8. Post-ORPO SFT — Catastrophic Failure (2026-03-30)#
ABANDONED — both attempts confirmed structural incompatibility.
| SFT Run | Rank | LR | Train Loss | Overall | Regression from ORPO |
|---|---|---|---|---|---|
| SFT v1 | 16 | 2e-5 | 1.52 | 2.0 | -6.8 |
| SFT v2 | 8 | 1e-6 | 1.68 | 2.2 | -6.7 |
Root cause: ORPO's monolithic loss function (SFT_loss + λ × preference_loss) stores NLL and preference information in the same parameter subspace. Subsequent SFT overwrites the jointly-learned manifold without a preference constraint, catastrophically destroying the character signal.
This contrasts with the Maiya/Lambert two-stage pipeline (DPO → SFT) where DPO uses a KL-constrained reference model that anchors preferences in a separate distribution. The SFT stage can then add introspection signal without erasing preferences.
Conclusion: ORPO trades extensibility for efficiency. Its monolithic objective produces excellent single-stage results (8.97/10) but cannot be safely extended with subsequent SFT stages. Future character improvement must come through additional ORPO rounds with better data, not through post-ORPO SFT.
Additionally, the Gemma 3 introspection SFT adapter (trained on novision/ForCausalLM) scored 1.42/10 via LoRA serving due to an architecture mismatch — broken sliding window attention in vLLM. The SFT data (415 reflections + 19 dialogues, ~459K tokens) was validated quality; failure was architecture-only.
9. Qwen 3 R2 — Production Model (2026-03-31)#
Configuration: Qwen 3-32B, rank 64, alpha 64, lr=2e-5, v6 dataset (1,498 pairs).
Result: 8.51 raw / 8.97 corrected — best overall result.
R2 vs v1 comparison (corrected):
| Category | v1 | R2 | Delta |
|---|---|---|---|
| Overall | 8.81 | 8.97 | +0.16 |
| character_consistency | 9.19 | 9.41 | +0.22 |
| anachronism_trap | 9.36 | 9.39 | +0.03 |
| ground_truth | 8.75 | 8.85 | +0.10 |
| private_voice | 8.75 | 8.75 | 0.00 |
| position_discrimination | 9.38 | 9.25 | -0.13 |
| verified_response | 7.96 | 8.53 | +0.57 |
Key achievement: verified_response — the persistent weakness across all prior runs at 7.8/10 regardless of base model or learning rate — improved to 8.53/10, a +0.57 gain (corrected). This confirms that verified_response was bottlenecked by training data content: enriching training pairs with Madison's actual primary source text broke through the ceiling that neither model selection nor hyperparameter tuning could address.

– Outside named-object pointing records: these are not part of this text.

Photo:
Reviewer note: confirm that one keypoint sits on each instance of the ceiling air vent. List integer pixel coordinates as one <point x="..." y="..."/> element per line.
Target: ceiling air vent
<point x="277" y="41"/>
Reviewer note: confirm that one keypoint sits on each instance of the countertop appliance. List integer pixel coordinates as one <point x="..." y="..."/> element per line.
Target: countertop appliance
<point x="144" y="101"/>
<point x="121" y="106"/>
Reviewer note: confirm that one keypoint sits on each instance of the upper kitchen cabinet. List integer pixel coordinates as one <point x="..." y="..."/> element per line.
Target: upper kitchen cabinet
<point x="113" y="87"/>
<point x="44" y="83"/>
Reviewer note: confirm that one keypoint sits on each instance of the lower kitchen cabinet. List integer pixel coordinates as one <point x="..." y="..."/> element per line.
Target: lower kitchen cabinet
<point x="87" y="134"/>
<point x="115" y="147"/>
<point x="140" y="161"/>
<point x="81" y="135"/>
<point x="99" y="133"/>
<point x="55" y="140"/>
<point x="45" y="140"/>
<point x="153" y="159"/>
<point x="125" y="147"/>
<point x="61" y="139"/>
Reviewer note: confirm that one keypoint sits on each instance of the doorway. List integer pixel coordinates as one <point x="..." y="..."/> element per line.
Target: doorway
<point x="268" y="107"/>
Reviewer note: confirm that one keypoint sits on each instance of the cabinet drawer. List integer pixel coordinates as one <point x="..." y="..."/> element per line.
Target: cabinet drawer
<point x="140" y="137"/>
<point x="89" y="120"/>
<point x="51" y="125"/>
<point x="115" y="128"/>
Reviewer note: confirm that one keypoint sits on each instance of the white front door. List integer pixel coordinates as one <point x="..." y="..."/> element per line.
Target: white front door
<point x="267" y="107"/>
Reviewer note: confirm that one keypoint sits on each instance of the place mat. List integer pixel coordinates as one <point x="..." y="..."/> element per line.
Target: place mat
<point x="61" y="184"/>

Voice-quality categories remained stable, confirming that adding source-enriched pairs did not regress voice quality while improving factual grounding.
Training metrics: - Final train loss: 0.205 - Total runtime: ~4,660s (resumed from checkpoint 800) - Steps: 1,011 (3 epochs)
Artifacts:
- Adapter: experiments/madison-qwen3-r2-v1/ on Modal foundry-adapters volume
- Merged 16-bit model: merged/madison-qwen3-r2-v1-16bit (~63 GB, 14 safetensors shards)
- GGUF Q4_K_M: gguf/madison-qwen3-r2-v1-q4_k_m.gguf (18.4 GB)
- GGUF Q5_K_M: gguf/madison-qwen3-r2-v1-q5_k_m.gguf (21.6 GB)
- Eval responses: data/eval/responses/responses-qwen3-r2-v1.jsonl
- Eval report: data/eval/results/eval-qwen3-r2-v1-judged-20260331-201110.json
10. Autoresearch: Constrained Ground-Truth Optimization — Negative Result (2026-04-05)#
Configuration: Qwen 3-32B, rank 64, alpha 64, v6 dataset (1,498 pairs). Automated agent-driven Karpathy loop on Modal A100-80GB. 8 runs over ~10 hours targeting ground_truth improvement while holding all guard categories flat.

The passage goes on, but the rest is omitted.